Regardless of the capacity in which GALAX may be acting, the instructing party expressly acknowledges that GALAX has a contractual lien that has precedence over its right of general preferential and permanent lien insofar as concerns all goods, assets and documents held by GALAX. The lien serves as a guarantee for the total debt (invoices, interest, incurred costs, etc.) owed by the instructing party to GALAX, including any debt prior to or external to the services carried out relative to the goods, assets and documents effectively held by GALAX.

Article 11 - LIMITATION

Any claim arising from the contract entered into by the parties shall be time barred after one year running from the performance of the disputed service of the said contract. The time limitation also applies to claims relating to duties and taxes collected after the tax audit notification.

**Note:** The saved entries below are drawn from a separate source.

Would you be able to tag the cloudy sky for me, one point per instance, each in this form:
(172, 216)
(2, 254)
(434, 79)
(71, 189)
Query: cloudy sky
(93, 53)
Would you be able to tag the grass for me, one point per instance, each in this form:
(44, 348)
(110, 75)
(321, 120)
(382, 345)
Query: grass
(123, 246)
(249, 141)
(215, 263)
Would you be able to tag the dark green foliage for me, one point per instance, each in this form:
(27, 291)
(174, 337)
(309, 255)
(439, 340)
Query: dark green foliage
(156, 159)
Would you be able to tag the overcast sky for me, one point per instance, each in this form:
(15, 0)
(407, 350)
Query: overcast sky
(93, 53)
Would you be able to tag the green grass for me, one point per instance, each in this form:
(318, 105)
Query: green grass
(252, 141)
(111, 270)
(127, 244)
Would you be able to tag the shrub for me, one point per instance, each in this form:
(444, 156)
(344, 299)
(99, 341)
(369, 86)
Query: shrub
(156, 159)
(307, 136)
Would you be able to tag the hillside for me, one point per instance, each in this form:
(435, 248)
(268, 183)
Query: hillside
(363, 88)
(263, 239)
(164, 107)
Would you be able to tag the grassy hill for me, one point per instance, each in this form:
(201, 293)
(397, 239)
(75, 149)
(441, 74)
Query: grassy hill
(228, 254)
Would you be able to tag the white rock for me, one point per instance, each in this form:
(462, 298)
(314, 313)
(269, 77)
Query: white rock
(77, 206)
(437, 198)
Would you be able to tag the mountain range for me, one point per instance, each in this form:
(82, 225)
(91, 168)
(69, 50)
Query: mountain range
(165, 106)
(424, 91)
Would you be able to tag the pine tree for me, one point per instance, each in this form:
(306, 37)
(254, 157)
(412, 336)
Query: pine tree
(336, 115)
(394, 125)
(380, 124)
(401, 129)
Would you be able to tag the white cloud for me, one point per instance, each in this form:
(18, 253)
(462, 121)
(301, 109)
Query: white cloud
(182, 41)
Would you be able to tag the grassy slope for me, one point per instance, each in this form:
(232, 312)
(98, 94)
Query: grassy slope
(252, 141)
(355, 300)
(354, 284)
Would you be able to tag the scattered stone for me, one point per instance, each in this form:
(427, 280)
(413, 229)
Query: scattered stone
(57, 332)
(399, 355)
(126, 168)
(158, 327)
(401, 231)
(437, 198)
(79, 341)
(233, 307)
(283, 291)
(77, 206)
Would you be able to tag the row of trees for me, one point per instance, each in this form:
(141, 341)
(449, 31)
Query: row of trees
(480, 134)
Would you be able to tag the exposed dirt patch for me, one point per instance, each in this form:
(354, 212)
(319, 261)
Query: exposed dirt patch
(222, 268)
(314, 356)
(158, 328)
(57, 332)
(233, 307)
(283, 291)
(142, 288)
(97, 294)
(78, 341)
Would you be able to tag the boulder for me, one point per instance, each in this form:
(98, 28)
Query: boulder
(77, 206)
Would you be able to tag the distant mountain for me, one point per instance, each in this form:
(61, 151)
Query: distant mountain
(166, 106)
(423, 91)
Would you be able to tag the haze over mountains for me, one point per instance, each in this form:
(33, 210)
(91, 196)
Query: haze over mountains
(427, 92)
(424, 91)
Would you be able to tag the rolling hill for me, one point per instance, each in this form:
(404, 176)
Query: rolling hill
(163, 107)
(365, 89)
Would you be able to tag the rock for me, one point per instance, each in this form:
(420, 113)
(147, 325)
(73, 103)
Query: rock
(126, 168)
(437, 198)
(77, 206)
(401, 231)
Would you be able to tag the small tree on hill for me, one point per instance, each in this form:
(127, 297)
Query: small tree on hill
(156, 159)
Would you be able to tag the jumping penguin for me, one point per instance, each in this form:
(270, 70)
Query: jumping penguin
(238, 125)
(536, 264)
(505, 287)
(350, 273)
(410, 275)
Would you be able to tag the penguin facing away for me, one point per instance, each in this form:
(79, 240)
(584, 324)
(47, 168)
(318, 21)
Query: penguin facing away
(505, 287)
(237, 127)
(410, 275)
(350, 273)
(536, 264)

Article 12 - CONTRACT TERM AND TERMINATION

12.1 - Where the instructing party and GALAX have entered into an open-ended contract sealing longstanding relationships that the parties wish to establish, such contract may be terminated at any time by either party by registered letter with acknowledgement of receipt, subject to a one-month notice period when the time elapsed since the commencement of the performance of the contract does not exceed six months. Such notice period is increased to two months when such time exceeds six months and is under one year. When the relationship has lasted for more than one year, the notice period is increased to three months.

12.2 - During the notice period the parties agree to maintain the economic balance of the contract.

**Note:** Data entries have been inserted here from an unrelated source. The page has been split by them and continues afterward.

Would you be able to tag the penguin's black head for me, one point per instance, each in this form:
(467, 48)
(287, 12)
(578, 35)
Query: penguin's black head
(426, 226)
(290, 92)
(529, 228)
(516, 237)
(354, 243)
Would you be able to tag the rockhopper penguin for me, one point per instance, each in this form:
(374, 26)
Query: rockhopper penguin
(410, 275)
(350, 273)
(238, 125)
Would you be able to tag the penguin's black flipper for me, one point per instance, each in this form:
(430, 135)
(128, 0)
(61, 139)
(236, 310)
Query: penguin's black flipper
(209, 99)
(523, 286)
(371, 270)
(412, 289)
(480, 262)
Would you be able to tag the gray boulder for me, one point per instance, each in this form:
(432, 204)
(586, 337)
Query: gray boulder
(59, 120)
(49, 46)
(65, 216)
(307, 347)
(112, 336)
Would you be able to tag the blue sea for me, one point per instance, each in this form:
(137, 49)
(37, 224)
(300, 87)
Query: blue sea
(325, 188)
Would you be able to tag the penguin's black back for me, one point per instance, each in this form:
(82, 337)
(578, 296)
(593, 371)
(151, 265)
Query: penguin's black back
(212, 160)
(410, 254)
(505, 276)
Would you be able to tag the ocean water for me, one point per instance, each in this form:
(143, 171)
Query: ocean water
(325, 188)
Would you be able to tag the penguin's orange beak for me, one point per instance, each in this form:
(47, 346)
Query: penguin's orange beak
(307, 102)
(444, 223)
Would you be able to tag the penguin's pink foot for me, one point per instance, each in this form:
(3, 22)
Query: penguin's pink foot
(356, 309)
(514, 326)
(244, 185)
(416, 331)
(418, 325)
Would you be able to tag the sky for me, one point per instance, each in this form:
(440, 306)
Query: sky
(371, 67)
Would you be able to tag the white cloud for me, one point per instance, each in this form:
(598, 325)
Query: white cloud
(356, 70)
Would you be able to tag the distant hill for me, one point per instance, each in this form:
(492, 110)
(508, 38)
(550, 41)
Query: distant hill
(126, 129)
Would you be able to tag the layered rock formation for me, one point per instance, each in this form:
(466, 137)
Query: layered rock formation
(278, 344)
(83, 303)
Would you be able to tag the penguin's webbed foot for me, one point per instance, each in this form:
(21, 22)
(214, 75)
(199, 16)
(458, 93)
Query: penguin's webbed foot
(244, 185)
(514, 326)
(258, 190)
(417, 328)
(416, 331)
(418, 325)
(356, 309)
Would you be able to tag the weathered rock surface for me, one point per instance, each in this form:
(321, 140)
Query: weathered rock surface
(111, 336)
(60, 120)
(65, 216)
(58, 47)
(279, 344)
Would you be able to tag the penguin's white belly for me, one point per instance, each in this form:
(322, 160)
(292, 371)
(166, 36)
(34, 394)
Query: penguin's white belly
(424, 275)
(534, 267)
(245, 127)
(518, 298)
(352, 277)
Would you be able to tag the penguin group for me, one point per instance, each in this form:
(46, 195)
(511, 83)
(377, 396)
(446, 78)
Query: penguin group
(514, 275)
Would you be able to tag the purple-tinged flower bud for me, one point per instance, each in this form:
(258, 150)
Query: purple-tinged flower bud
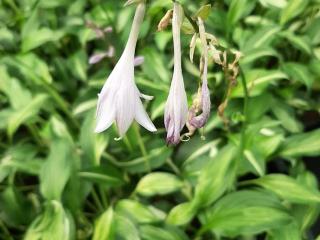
(139, 60)
(176, 109)
(200, 120)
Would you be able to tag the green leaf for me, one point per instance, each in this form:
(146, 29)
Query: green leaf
(299, 72)
(103, 175)
(182, 214)
(93, 145)
(300, 42)
(156, 158)
(237, 10)
(256, 54)
(304, 144)
(273, 3)
(125, 229)
(203, 12)
(245, 213)
(262, 38)
(149, 232)
(216, 177)
(286, 116)
(293, 9)
(258, 80)
(24, 114)
(54, 223)
(138, 212)
(158, 183)
(57, 169)
(291, 232)
(40, 37)
(287, 188)
(104, 228)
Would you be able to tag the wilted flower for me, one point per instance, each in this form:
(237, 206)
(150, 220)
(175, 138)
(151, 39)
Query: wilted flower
(139, 60)
(176, 109)
(119, 100)
(164, 22)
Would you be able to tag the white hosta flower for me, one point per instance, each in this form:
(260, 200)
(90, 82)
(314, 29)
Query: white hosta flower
(119, 100)
(176, 110)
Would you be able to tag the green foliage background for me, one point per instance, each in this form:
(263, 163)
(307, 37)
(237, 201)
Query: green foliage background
(59, 180)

12.3 - In the event of serious or repeated substantiated breaches by either party in the performance of its obligations, the other party shall send a formal notice by registered letter with acknowledgement of receipt. Where the notice remains unsuccessful within the one-month period, during which the parties may attempt to negotiate, the contract may be terminated without notice or compensation by registered letter with acknowledgement of receipt acknowledging the failure of the negotiation attempt.

12.4 - Any claim pertaining to the above provisions shall be time barred after one year in accordance with the provisions of above-mentioned Article 11.

Article 13 - PRIOR CONCILIATION PROCEEDINGS

In the event of any dispute arising between the parties, prior to any litigation and with the exclusion of GALAX’s right to claim payment of its invoices, the parties agree to seek an amicable settlement within 30 days as from the notification by either party of the need for such amicable settlement, by registered letter with acknowledgement of receipt.
The parties agree that the conciliation procedure amounts to a plea of non-admissibility, pursuant to Article 122 of the French Civil Procedure Code. Any claim brought against GALAX failing to follow this procedure is inadmissible.

Article 14 - CANCELLATION - INVALIDITY

Should any of the provisions of these General Terms of sale be declared void or deemed unwritten, all other provisions shall remain in full force and effect.

Article 15 - JURISDICTIONAL CLAUSE

In the event of litigation or dispute, the NANTERRE Commercial Court shall have sole jurisdiction, even in the event of multiple defendants or third-party claims.